THE Scottish Conservatives were plunged into a fresh crisis last night after a sacked election candidate said he had been denied natural justice by the party’s “dysfunctional” leadership.
Malcolm Macaskill, who was dumped as the leading candidate in Glasgow last week, said his treatment would cost the party £1 million, because his friend, Tom Coakley, a former footballer who made a fortune in property, had now withdrawn a pledge to give the Tories £100,000 a year for a decade.
It has also been reported that a second major Tory donor, John McGlynn, the airport car park magnate, no longer wants to contribute to party funds in protest at the treatment of Macaskill…
Macaskill, 51, was selected by Tory activists in Glasgow last year to head the party’s regional list for the Scottish elections, making it all but certain he would have become an MSP this May.

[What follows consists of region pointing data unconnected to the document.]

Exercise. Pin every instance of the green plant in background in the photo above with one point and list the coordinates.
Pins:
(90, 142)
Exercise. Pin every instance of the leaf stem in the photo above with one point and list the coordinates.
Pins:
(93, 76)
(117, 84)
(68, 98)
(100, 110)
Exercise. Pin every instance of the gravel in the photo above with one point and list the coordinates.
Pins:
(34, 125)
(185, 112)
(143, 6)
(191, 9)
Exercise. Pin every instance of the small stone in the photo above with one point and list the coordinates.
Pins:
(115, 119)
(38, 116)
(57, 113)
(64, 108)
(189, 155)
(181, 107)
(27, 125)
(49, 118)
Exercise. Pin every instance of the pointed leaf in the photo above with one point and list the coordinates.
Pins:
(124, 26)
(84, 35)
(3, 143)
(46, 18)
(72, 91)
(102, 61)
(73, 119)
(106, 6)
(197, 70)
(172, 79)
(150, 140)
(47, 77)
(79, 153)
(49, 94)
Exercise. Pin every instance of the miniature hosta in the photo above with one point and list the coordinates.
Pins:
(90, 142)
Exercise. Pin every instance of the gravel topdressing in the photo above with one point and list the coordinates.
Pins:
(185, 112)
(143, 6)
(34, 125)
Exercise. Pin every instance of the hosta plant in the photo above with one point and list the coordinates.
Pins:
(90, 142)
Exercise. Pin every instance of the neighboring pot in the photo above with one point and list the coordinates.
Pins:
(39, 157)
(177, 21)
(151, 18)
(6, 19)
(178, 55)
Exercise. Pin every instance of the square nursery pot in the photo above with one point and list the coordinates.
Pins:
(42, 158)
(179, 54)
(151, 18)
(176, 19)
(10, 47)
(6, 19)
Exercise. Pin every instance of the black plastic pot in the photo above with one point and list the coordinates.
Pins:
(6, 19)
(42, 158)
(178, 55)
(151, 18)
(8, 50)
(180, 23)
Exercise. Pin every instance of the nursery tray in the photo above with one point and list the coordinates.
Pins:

However, in a CV he circulated to members, he described himself as a successful businessman, omitting two bankruptcies and a court action against him for unpaid income tax.
He was the second Conservative candidate to quit as Iain Whyte, had pulled out from standing for Maryhill and Springburn after realising he would have had to stand down from the Lothian health board and, under a change in the rules, would not necessarily have been reappointed after the election.
But he wasn’t the last Tory candidate to go for a third one has also pulled out:
David Meikle withdrew in Glasgow because he felt that his allegations of vote rigging on the list for the city had not been sufficiently investigated.
The complaints centre on the Conservative Rutherglen’s Association, whose membership shot up by about 150 members from a starting point of 17 in the months before the selections for Conservative candidates took place.